Symptom: Backend logs show Connection refused for RabbitMQ. Fix: RabbitMQ takes 10-20 seconds to start. The backend retries automatically. If persistent, check that RABBITMQ_PASS and RABBITMQ_ERLANG_COOKIE match between your .env and the running containers. Recreate the RabbitMQ volumes if credentials were changed after initial setup.

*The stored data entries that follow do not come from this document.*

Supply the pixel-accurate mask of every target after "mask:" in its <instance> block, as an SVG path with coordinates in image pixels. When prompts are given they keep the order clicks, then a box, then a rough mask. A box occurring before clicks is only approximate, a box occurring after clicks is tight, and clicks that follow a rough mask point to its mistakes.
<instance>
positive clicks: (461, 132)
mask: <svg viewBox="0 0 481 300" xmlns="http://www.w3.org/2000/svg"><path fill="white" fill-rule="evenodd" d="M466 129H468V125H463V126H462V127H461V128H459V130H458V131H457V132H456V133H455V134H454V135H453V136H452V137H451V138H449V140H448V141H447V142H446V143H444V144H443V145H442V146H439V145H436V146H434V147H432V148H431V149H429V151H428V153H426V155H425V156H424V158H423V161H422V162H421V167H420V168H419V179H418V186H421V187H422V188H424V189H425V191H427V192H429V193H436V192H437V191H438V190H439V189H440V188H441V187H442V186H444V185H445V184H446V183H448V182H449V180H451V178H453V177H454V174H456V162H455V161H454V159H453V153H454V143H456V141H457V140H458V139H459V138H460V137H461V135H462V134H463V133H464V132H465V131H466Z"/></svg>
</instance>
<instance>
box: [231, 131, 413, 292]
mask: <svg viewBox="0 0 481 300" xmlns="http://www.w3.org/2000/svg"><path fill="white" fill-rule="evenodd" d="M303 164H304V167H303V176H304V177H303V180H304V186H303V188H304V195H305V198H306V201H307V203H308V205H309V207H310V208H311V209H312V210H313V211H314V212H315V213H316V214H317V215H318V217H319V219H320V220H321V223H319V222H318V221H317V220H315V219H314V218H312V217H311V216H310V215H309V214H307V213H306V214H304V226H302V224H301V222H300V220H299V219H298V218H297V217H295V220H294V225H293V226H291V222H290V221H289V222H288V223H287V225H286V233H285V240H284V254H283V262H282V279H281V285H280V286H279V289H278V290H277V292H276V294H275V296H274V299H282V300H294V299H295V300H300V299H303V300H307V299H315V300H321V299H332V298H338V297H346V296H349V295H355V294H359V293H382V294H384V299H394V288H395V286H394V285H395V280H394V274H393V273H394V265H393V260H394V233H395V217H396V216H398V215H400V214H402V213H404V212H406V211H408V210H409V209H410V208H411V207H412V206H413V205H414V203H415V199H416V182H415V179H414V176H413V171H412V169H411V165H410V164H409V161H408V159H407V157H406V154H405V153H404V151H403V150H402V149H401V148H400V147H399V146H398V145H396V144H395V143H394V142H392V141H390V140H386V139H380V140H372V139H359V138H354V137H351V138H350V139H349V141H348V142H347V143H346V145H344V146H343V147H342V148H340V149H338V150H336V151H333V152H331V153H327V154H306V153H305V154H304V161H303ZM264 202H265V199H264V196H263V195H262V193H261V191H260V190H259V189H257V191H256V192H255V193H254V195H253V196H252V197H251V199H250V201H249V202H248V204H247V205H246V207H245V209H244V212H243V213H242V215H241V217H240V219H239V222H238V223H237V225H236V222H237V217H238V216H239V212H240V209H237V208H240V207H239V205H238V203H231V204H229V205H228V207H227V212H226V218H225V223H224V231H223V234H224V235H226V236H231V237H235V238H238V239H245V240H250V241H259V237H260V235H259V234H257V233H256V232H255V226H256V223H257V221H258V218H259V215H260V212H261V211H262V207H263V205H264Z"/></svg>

Database migration errors on upgrade

Symptom: Backend crashes after pulling a new image version. Fix: Migrations run automatically on startup. If they fail, check the backend logs: docker compose logs taiga-back. Common cause: insufficient disk space or corrupted migration state. Back up your database before any upgrade.

Resource Requirements

ResourceRequirement
RAM~1.5 GB idle (9 containers combined), ~2.5 GB under load
CPUMedium — Django backend is the heaviest component
Disk~2 GB for application, plus user uploads and database growth

Taiga is heavier than single-container tools like Planka or Kanboard due to its microservices architecture (9 containers). The trade-off is a much richer feature set.

Verdict

Taiga is the best self-hosted option for agile teams that follow Scrum or Kanban methodologies. Sprint planning, backlogs, user stories, epics, burndown charts — it has the full agile toolkit with a UI that’s cleaner than Jira. The 9-container architecture is complex but the official Docker setup handles orchestration well.

If you need Gantt charts and traditional project management, OpenProject is a better fit. If you just need a simple Kanban board without Scrum ceremonies, Planka or Plane are lighter alternatives. Taiga sits in the middle — full agile features without the enterprise complexity of OpenProject.